I have been testing a lightweight (console mode only) Gentoo 2007.0 install which boots from a 4GB USB drive. The drive has two EXT2 partitions, mounted as "/boot" and "/". I am experiencing intermittent file system corruption on the root partition that occurs after a system shutdown/poweroff (using either "shutdown -h now" or by tapping the power button which initiates a shutdown). What appears to be happening is the power shuts off before the USB drive has completed writing it's buffers to flash. The result is a dirty shutdown and file system corruption. It is usually minor file system errors, but at least once I had to rebuild my install from backup. Suggestion for Fix: When a shutdown with power-off is initiated, after sync/unmount and before power actually shuts off, there should be a user configurable delay (probably 5 secs would do it). This would give the USB drive time to finish writing before power goes off Reproducible: Sometimes Steps to Reproduce: 1. From the command line issue "shutdown -h now" 2. PC will perform an orderly shutdown and shut its power off. 3. Turn on power to boot the PC. Actual Results: During the next boot there sometimes is a warning about a dirty root filesystem and a fsck is performed. The fsck results in errors which sometimes have to be fixed with a manual run. Once time there were so many errors I had to rebuild the filesystem from backup. Expected Results: A clean reboot with no filesystem warnings or errors. Gentoo 2007.0 - fully updated with the latest stable packages from portage.
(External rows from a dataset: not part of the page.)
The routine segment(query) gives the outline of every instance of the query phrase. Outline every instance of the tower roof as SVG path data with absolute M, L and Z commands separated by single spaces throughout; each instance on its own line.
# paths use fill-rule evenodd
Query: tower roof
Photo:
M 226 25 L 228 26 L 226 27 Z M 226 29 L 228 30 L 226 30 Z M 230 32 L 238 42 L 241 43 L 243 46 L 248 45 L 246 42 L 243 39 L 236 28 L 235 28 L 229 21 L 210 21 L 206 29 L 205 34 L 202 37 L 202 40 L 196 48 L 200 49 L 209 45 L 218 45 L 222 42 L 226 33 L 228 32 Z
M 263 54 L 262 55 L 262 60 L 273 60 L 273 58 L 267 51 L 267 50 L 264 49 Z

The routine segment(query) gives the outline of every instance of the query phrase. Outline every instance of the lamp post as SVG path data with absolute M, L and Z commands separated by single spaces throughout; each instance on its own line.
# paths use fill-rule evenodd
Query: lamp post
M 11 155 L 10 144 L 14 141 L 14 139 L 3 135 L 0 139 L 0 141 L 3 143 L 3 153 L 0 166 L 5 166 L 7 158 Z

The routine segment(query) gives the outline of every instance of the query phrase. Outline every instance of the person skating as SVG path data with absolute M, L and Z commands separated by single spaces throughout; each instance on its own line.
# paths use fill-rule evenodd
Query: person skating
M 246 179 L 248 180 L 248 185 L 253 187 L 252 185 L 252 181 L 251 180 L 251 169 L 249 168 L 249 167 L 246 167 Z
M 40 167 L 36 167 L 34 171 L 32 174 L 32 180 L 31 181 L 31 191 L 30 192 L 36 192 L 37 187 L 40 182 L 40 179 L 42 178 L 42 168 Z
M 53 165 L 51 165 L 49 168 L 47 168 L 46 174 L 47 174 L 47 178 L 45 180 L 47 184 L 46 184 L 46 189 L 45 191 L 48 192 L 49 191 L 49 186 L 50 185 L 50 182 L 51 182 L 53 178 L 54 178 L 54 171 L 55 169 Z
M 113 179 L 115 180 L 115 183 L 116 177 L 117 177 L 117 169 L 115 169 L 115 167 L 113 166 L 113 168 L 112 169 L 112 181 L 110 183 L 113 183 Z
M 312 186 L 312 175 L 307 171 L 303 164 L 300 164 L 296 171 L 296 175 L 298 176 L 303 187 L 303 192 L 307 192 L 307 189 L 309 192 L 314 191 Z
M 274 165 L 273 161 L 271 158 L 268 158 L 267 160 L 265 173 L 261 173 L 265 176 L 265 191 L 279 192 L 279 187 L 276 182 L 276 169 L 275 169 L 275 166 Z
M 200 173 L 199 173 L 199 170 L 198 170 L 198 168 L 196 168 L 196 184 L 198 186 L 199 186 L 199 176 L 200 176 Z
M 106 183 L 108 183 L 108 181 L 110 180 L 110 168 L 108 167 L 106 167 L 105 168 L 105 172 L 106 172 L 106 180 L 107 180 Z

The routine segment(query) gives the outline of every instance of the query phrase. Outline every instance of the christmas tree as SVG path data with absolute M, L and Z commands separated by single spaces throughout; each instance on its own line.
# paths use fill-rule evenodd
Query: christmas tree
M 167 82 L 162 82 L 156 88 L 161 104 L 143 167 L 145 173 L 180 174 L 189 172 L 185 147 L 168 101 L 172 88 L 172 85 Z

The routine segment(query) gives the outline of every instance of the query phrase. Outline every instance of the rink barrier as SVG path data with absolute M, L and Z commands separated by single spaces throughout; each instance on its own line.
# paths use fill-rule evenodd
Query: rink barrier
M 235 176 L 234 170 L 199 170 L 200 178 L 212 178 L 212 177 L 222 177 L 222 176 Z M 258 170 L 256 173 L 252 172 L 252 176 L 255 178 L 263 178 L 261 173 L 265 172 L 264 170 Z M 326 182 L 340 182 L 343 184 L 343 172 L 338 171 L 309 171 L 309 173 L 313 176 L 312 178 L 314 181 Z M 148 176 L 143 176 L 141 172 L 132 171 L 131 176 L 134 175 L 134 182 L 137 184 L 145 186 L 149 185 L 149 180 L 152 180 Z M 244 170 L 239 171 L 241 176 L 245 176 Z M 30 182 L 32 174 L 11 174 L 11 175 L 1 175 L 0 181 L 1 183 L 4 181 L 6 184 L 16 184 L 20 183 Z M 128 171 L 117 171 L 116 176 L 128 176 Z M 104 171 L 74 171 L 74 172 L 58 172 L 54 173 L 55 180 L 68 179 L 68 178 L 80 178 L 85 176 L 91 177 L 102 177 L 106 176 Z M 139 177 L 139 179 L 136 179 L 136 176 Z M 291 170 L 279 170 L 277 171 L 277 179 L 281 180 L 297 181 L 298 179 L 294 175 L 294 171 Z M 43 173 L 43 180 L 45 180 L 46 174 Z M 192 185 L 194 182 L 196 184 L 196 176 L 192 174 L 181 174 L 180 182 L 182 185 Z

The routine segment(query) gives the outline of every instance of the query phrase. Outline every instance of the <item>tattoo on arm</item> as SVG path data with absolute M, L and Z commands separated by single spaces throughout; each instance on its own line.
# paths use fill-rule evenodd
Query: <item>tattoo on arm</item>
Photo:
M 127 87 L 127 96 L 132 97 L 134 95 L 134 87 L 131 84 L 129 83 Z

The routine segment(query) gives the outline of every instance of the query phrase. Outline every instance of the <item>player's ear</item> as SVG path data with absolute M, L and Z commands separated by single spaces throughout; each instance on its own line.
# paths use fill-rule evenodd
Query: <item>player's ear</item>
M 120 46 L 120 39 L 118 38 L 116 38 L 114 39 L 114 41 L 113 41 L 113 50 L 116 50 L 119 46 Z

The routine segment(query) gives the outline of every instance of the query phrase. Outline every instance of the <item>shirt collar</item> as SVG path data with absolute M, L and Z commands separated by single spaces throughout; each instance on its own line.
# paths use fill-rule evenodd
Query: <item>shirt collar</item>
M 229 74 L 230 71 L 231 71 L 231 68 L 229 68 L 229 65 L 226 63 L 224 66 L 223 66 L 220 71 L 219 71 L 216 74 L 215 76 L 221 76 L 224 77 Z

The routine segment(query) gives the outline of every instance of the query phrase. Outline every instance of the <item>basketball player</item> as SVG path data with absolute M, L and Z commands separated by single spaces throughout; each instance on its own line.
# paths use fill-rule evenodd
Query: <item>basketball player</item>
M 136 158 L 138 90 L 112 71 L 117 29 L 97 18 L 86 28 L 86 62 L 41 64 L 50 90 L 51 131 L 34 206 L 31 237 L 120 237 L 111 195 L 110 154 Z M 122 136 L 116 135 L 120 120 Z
Test system USB drive partitions: (fstab) /dev/sdb1 /boot ext2 defaults,noauto,noatime,nodiratime 1 2 /dev/sdb2 / ext2 defaults,noatime,nodiratime 0 1 Kernels I have tested this with: kernel-2.6.22-gentoo-r5 kernel-2.6.21-gentoo-r4 kernel-2.6.20-gentoo-r8 I have observed the problem on two different systems/platforms: 1) MSI K9AGM-FID mobo, ATI SB600 & ATI Xpress 1150 (RS485) chipsets, 1GB DDR2 ram, Athlon 64 X2 3800+ cpu 2) ECS 945G-M3 V1.0B Viiv mobo, Intel 945G & ICH7DH chipsets, 512MB DDR2 ram, Celeron D 331 cpu I have observed the problem with two different brands of USB drives: 1) Corsair 4GB Flash Vorager GT (CMFUSB2.0-4GBGT) 2) PNY Attache 4GB Flash Drive (P-FD04GU20-RF) (the Corsair is more prone to corruption than the PNY)
This isn't a fix, and only a half good workaround, but try adding a line saying "sync" to /etc/conf.d/local.stop This will force flushing to occur earlier in the shutdown procedure, so the final flush will have much less to do, lessening the chance of problems.
Another thing you can do is add the "sync" option to your /etc/fstab for your usb drive. That way, writing to your usb drive will not be buffered, but done immediately. This will slow things down though. Buffering writes (or asynchronous IO) is the default behavior, so I'm not sure this is an actual bug.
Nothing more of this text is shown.